2. Pour la Chine impériale, les pays lointains (occidentaux) étaient « barbares ». Le choc n’en fut que plus grand quand elle fut confrontée, au XIXe siècle à l’arrogance culturelle et la puissance technico-militaire des impérialismes européens. Le nationalisme chinois est né en réaction. Dès le XIXe siècle, il a pris de nombreuses formes : nationalisme antimandchou (ce sont les envahisseurs mandchous venus du nord qui ont fondé en 1644 la dynastie moderne en se « sinisant ») avec des traits modernistes et populaires de la révolte des Taïping, nationalisme élitiste des mandarins réformateurs, nationalisme xénophobe des Boxers... Un nationalisme révolutionnaire, anti-impérialiste, prend une nouvelle forme après la Première Guerre mondiale et la Révolution russe au sein d’une mince intelligentsia urbaine, dans le Mouvement du 4 Mai 1919. Avec de nombreuses nuances, il combine un rejet radical du confucianisme, une ouverture à la pensée occidentale (Lumières, marxisme...) et une vigoureuse défense de l’identité chinoise contre les prétentions universalistes de l’Occident conquérant. Il représente l’une des ingrédients initiaux du Parti communiste chinois (PCC), fondé en 1921. Notons que dans les années trente, l’orthodoxie communiste reconnaît le droit d’autodétermination des populations non-Hans (ethnie majoritaire) que sont les Tibétains, Ouïgours (musulmans), etc.
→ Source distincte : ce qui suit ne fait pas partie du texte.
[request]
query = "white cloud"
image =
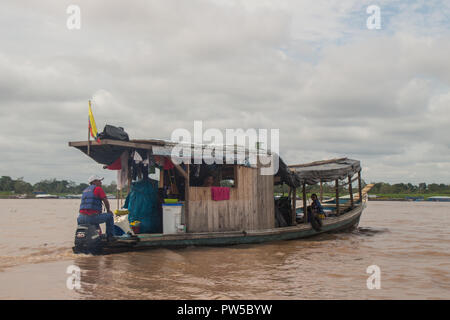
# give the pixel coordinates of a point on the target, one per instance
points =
(311, 69)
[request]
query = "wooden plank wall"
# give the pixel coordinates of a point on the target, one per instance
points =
(251, 205)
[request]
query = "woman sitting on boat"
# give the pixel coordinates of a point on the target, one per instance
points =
(316, 207)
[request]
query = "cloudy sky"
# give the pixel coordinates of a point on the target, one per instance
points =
(309, 68)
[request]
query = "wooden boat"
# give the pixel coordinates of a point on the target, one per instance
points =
(250, 215)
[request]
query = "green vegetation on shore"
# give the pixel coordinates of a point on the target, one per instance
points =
(10, 187)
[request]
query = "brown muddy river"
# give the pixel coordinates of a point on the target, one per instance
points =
(408, 241)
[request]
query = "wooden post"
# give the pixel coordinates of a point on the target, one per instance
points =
(337, 196)
(117, 196)
(359, 186)
(321, 191)
(350, 190)
(186, 198)
(305, 211)
(294, 213)
(89, 134)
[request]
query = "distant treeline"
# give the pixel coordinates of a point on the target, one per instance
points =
(52, 186)
(378, 188)
(408, 188)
3. Le Japon impérial a envahi la Chine d’abord progressivement, puis en engageant une guerre globale en 1937 (c’est le début en Asie de la Seconde Guerre mondiale). La révolution chinoise est un conflit complexe, car triangulaire : face aux Japonais, les forces du Guomindang (parti dominant bourgeois) et du PCC (l’Armée rouge) s’allient et se combattent simultanément. La question nationale et l’opposition de deux nationalismes antagoniques sont, comme la question sociale, au coeur de la guerre de défense nationale et de la guerre civile chinoise. Pour les communistes chinois, il y a identification étroite entre le combat national pour sauver la nation de la domination impérialiste et le combat social pour sauver les pauvres de l’exploitation et de l’oppression.

4. Le PCC sous direction maoïste s’est adossé au « camp socialiste » sous direction moscoutaire (stalinienne) tout en imposant son autonomie de décision, après les désastres de 1927-1934. Les relations entre Moscou et Pékin restaient à définir après la victoire de 1949. La guerre de Corée (1950-1953) tranche bien des questions. La direction maoïste sait qu’elle est la cible de l’impérialisme étatsunien et ne rompt donc pas encore l’alliance avec l’URSS. Mais elle a dû s’engager dans une guerre qu’elle n’avait pas voulut, en payant pour cela un prix excessivement lourd et sans recevoir de Moscou toute l’aide promise. Le fait que Moscou négocie plus tard un traité nucléaire avec les États-Unis en excluant la Chine, porte le coup de grâce aux relations entre les pays. La défiance réciproque entre les deux partis devient un antagonisme direct. La définition d’une « voie chinoise » de la révolution avait été au coeur des débats dans la gauche dès le Mouvement du 4 Mai. Elle le reste. La Chine maoïste se perçoit à nouveau « au centre » de développements internationaux qui vont du Mouvement des non-alignés dans les années cinquante à la « zones des tempêtes » de ce que l’on a appelé la « révolution coloniale » dans les années soixante. Plus directement, elle se perçoit toujours an « centre » de son espace régional. Elle revendique la quasi-totalité de la Mer de Chine du Sud y compris et en premier lieu contre les communistes vietnamiens.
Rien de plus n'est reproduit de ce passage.